JMX MXBean Attributes all UNDEFINED - Spring 3.0.x/Tomcat 6.0

I've been trying to get a sample JMX MXBean working in a Spring-configured webapp, but any basic attributes on the MXBean are coming up as UNDEFINED when I connect with jconsole.
Java interface/classes:
public interface IJmxBean { // marker interface for spring config, see below
}
public interface MgmtMXBean { // lexical convention for MXBeans - mgmt interface
public int getAttribute();
}
public class Mgmt implements IJmxBean, MgmtMXBean { // actual JMX bean
private IServiceBean serviceBean; // service bean injected by Spring
private int attribute = 0;
#Override
public int getAttribute() {
if(serviceBean != null) {
attribute = serviceBean.getRequestedAttribute();
}
return attribute;
}
public void setServiceBean(IServiceBean serviceBean) {
this.serviceBean = serviceBean;
}
}
Spring JMX config:
<beans>
<context:component-scan base-package="...">
<context:include-filter type="assignable" expression="...IJmxBean" />
</context:component-scan>
<context:mbean-export />
</beans>
Here's what I know so far:
The element is correctly instantiating a bean named "mgmt". I've got logging in a zero-argument public constructor that indicates it gets constructed.
is correctly automatically detecting and registering the MgmtMXBean interface with my Tomcat 6.0 container. I can connect to the MBeanServer in Tomcat with jconsole and drill down to the Mgmt MXBean.
When examining the MXBean, "Attribute" is always listed as UNDEFINED, but jconsole can tell the correct type of the attribute.

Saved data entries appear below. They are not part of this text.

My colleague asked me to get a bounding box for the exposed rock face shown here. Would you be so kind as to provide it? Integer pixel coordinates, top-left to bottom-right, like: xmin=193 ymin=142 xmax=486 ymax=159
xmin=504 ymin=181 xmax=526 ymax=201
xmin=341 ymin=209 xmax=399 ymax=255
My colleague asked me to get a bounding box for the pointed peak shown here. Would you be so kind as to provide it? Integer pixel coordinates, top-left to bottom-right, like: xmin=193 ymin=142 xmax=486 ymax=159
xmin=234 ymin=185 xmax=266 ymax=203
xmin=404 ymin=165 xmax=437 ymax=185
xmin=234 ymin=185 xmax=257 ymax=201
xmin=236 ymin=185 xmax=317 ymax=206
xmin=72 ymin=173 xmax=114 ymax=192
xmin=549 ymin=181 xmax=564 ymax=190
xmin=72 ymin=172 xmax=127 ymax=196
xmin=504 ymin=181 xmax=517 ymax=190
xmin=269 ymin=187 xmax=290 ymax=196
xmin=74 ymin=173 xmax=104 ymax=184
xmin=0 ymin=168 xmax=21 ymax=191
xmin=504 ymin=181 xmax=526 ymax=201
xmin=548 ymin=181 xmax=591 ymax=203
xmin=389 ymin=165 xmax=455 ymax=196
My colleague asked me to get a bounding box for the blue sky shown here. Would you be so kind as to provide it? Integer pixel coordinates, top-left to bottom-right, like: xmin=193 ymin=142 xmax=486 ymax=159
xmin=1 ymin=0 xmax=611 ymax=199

Further, hitting "Refresh" in jconsole does not actually invoke the getter method of "Attribute"- I have logging in the getter method to indicate if it is being invoked (similar to the constructor logging that works) and I see nothing in the logs.

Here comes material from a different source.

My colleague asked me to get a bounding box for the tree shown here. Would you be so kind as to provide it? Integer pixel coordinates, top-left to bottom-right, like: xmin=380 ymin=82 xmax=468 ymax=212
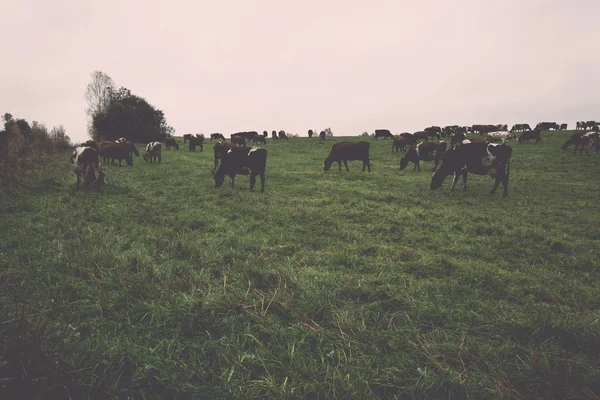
xmin=84 ymin=71 xmax=115 ymax=118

At this point I'm not sure what I'm doing wrong. I've tried a number of things, including constructing an explicit Spring MBeanExporter instance and registering the MXBean by hand, but it either results in the MBean/MXBean not getting registered with Tomcat's MBean server or an Attribute value of UNDEFINED.
For various reasons, I'd prefer not to have to use Spring's #ManagedResource/#ManagedAttribute annotations.

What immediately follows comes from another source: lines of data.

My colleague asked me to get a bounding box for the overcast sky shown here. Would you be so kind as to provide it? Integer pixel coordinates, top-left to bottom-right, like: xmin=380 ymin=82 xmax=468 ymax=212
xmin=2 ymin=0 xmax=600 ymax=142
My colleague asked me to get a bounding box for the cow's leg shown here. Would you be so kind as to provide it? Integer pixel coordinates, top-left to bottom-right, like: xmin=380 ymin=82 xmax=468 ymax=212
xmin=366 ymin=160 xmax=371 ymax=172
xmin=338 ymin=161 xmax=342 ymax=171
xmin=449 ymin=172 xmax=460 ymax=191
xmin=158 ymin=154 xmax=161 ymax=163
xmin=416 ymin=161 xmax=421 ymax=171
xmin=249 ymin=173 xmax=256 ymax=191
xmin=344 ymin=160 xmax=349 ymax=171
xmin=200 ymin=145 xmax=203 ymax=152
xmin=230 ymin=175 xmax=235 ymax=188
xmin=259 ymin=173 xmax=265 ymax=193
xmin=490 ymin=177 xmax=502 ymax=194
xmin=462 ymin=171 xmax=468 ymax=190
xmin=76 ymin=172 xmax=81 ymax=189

Is there something that I'm missing in the Spring docs or MBean/MXBean specs?
ISSUE RESOLVED: Thanks to prompting by Jon Stevens (above), I went back and re-examined my code and Spring configuration files:
Throwing an exception in the getAttribute() method is a sure way to get "Unavailable" to show up as the attribute's value in JConsole. In my case:
The Spring JMX config file I was using was lacking the default-autowire="" attribute on the root <beans> element;
The code presented above checks to see if serviceBean != null. Apparently I write better code on stackoverflow.com than in my test code, since my test code wasn't checking for that. Nor did I have implements InitializingBean or #PostConstruct to check for serviceBean != null like I normally do on almost all the other beans I use;
The code invoking the service bean was before the logging, so I never saw any log messages about getter methods being entered;
JConsole doesn't report when attribute methods throw exceptions;
The NPE did not show up in the Tomcat logs.
Once I resolved the issue with serviceBean == null, everything worked perfectly. Regardless, +1 to Jon for providing a working demo, since there are literally 50 different ways to configure MBeans/MXBeans within Spring.
I've recently built a sample Spring based webapp that very cleanly enables JMX for latest versions of Spring, Hibernate and Ehcache.
It has examples for both EntityManager based access and DAO access (including transactions!). It also shows how to do annotation based injection in order to negate having to use Spring's xml config for beans. There is even a SpringMVC based example servlet using annotations. Basically, this is a Spring based version of a fairly powerful application server running on top of any servlet engine.
It isn't documented yet, but I'll get to that soon. Take a look at the configuration files and source code and it should be pretty clear.
The motivation behind this is that I got tired of all of the crazy blog posts with 50 different ways to set things up and finally made a single simple source that people can work from. It is up on github so feel free to fork the project and do whatever you want with it.